The Plan to Exploit Afghanistan for Its Resources Is a Really Bad Idea
The New York Times reported on July 25, 2017 that U.S. advisors and Afghan officials are trying to use Afghanistan’s mineral wealth potential—once estimated at $1 trillion—to sell President Donald Trump on a war he understandably has little enthusiasm for.
This new sales strategy is dangerous as it aims to exploit Trump’s cartoonish views on global intervention, which meld the minds of a medieval emperor and a modern-day businessman.
Trump has on several occasions said that the United States should “take the oil” in conflict zones like Iraq. His explications have varied in focus, but “take the oil” appears to rest on two basic principles: what is theirs becomes ours once we invade; and foreign wars should at least pay for themselves, if not become profitable ventures.
No Good Strategy
Those who seek a long-term U.S. presence in Afghanistan are now desperate because the president has rejected the war strategy put forward by his bureaucracy and political appointees. According to POLITICO, the National Security Council Principals Committee meeting last week chaired by Trump was a “sh*tshow” that ended with the president sending back the Afghanistan strategy presented to him, further delaying a review that has already been extended twice.
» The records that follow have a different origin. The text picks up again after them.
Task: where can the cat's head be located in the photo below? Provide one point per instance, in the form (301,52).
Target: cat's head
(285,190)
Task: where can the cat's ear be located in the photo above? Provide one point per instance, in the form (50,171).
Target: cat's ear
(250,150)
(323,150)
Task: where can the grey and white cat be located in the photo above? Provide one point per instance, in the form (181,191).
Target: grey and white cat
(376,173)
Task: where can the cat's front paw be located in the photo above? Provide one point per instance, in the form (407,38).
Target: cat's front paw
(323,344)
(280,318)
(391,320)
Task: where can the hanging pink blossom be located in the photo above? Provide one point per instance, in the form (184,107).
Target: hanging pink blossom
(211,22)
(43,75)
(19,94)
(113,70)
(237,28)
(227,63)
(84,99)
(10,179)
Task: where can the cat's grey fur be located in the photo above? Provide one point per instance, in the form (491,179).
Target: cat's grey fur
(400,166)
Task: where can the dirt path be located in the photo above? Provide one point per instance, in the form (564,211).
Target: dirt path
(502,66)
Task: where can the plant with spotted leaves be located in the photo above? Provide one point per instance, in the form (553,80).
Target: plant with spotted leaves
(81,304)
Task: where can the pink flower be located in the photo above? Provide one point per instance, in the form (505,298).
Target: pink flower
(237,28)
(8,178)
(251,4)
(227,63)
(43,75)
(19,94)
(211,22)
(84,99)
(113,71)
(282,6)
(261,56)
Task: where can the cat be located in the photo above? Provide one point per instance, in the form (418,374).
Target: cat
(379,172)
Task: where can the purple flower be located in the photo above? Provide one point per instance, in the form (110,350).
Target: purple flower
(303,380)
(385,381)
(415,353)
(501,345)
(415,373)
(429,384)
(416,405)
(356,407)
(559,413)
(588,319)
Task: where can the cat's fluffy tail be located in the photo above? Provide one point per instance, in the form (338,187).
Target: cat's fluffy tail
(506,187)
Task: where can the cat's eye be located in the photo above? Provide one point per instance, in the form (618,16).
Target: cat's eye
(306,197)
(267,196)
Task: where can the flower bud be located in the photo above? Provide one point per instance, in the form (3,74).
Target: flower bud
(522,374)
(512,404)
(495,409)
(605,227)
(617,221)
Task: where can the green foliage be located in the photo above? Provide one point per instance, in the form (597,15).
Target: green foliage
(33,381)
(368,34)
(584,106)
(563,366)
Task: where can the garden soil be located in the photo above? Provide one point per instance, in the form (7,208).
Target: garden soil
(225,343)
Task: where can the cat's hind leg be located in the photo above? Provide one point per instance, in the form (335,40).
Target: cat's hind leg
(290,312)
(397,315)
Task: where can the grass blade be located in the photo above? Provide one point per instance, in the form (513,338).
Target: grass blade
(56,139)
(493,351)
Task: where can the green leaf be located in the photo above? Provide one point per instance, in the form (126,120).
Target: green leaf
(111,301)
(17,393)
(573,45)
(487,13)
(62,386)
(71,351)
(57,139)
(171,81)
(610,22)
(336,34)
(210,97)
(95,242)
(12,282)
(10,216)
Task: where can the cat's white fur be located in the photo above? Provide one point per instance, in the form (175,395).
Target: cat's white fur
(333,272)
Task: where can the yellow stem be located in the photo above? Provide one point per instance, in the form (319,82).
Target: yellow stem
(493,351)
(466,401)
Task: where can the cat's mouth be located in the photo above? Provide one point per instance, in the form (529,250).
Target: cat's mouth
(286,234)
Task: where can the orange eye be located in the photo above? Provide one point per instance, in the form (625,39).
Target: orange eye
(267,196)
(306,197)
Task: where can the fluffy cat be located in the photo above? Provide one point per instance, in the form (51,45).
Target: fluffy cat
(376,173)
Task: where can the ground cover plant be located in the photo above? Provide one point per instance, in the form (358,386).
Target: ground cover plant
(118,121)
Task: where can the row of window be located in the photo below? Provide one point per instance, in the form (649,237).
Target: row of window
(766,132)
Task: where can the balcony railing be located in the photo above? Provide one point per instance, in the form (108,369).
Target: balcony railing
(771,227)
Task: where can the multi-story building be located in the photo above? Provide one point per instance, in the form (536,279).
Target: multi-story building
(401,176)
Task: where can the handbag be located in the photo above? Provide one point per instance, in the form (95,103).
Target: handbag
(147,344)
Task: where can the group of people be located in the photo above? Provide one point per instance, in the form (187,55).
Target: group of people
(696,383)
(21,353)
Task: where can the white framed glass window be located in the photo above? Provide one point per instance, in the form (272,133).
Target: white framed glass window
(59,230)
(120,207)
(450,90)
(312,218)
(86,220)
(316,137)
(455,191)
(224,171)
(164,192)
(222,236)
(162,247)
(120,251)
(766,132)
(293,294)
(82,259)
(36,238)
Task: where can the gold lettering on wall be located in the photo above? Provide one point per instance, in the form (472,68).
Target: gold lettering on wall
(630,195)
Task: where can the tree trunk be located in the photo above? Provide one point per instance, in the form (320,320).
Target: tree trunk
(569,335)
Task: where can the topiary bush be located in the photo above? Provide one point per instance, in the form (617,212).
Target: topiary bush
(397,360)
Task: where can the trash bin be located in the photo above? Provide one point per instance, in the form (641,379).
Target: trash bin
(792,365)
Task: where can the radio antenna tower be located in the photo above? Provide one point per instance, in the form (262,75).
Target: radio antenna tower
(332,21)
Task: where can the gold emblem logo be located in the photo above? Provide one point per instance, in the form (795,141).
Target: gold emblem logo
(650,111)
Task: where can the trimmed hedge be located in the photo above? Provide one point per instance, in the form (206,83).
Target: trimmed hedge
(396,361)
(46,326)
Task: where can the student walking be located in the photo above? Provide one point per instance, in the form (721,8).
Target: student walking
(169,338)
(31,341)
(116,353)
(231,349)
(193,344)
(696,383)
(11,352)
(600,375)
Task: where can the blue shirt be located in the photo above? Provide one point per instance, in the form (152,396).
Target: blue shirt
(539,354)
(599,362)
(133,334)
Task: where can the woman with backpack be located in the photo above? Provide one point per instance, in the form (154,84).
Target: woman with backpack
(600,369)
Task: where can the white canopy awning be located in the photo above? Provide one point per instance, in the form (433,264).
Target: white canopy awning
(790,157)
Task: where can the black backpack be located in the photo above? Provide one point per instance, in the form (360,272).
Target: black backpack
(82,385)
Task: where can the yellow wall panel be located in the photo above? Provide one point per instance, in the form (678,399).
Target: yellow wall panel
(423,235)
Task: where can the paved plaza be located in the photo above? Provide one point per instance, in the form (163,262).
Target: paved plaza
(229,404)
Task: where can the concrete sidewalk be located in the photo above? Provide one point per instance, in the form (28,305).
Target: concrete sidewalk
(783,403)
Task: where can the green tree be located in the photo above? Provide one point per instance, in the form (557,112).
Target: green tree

Within the White House, the McMaster camp has tried to make the hardest sell: doing away with timelines, pressuring Pakistan, and abandoning reconciliation with the Taliban—a recipe for endless war in a landlocked, impoverished, and factionally divided country.
Earlier this year, McMaster reportedly showed the visually dependent Trump a slideshow of Afghanistan in 1970s—presumably the same pictures of local women in miniskirts and hippy tourists that make their rounds on social media every month or so. Trump apparently did not bite McMaster’s superficial attempt to make the case that the country has a relatively more liberal and peaceful past that can be realized once again.
Afghanistan’s Minerals Miracle Fails to Materialize
Since Trump came into office, Afghan officials, including President Ashraf Ghani, have tried to quell the U.S. president’s Afghan-skepticism by talking up the country’s mineral potential.
In 2010, The New York Times reported that the Pentagon identified vast deposits of copper, gold, iron, lithium and other minerals in Afghanistan. Media-savvy Gen. David Petraeus spoke of great prospects of Afghanistan’s mineral industry and a Pentagon memo provided to the Times described the country as a potential “Saudi Arabia of lithium.” Afghan officials claimed that the mineral wealth provided the country with a path away from donor dependency.
But the case of the Mes Aynak copper mine demonstrates the false promise of Afghanistan’s mineral wealth being a short-to-medium term positive game-changer.
In 2007, Kabul granted a consortium led by the Metallurgical Corporation of China (MCC) a $3 billion, thirty-year lease to mine Mes Aynak, home to Afghanistan’s largest copper deposits. Ten years later, extraction of copper has yet to begin on the site. The project is at a standstill as security concerns grow and the MCC looks to revise the terms of the contract, not only lowering Kabul’s royalty rate, but also eliminating some components of the project, including a coal power plant and railway line. Similarly, an Indian consortium that was awarded a concession five years ago at the massive Hajigak iron ore mine continues to hedge and reportedly never signed a final contract with Afghanistan’s Ministry of Mines and Petroleum.
Enter the Dark Prince
The leading American proponent of a resource-driven war in Afghanistan is Blackwater founder Erik Prince. Inspired by the British East India Company, Prince has called for replacing U.S. and coalition forces in Afghanistan with private mercenaries who focus on securing Afghanistan’s resources, including its vast mineral deposits, instead of its people, rejecting the population-centric counterinsurgency doctrine that has become part of the Beltway orthodoxy since the Iraq surge.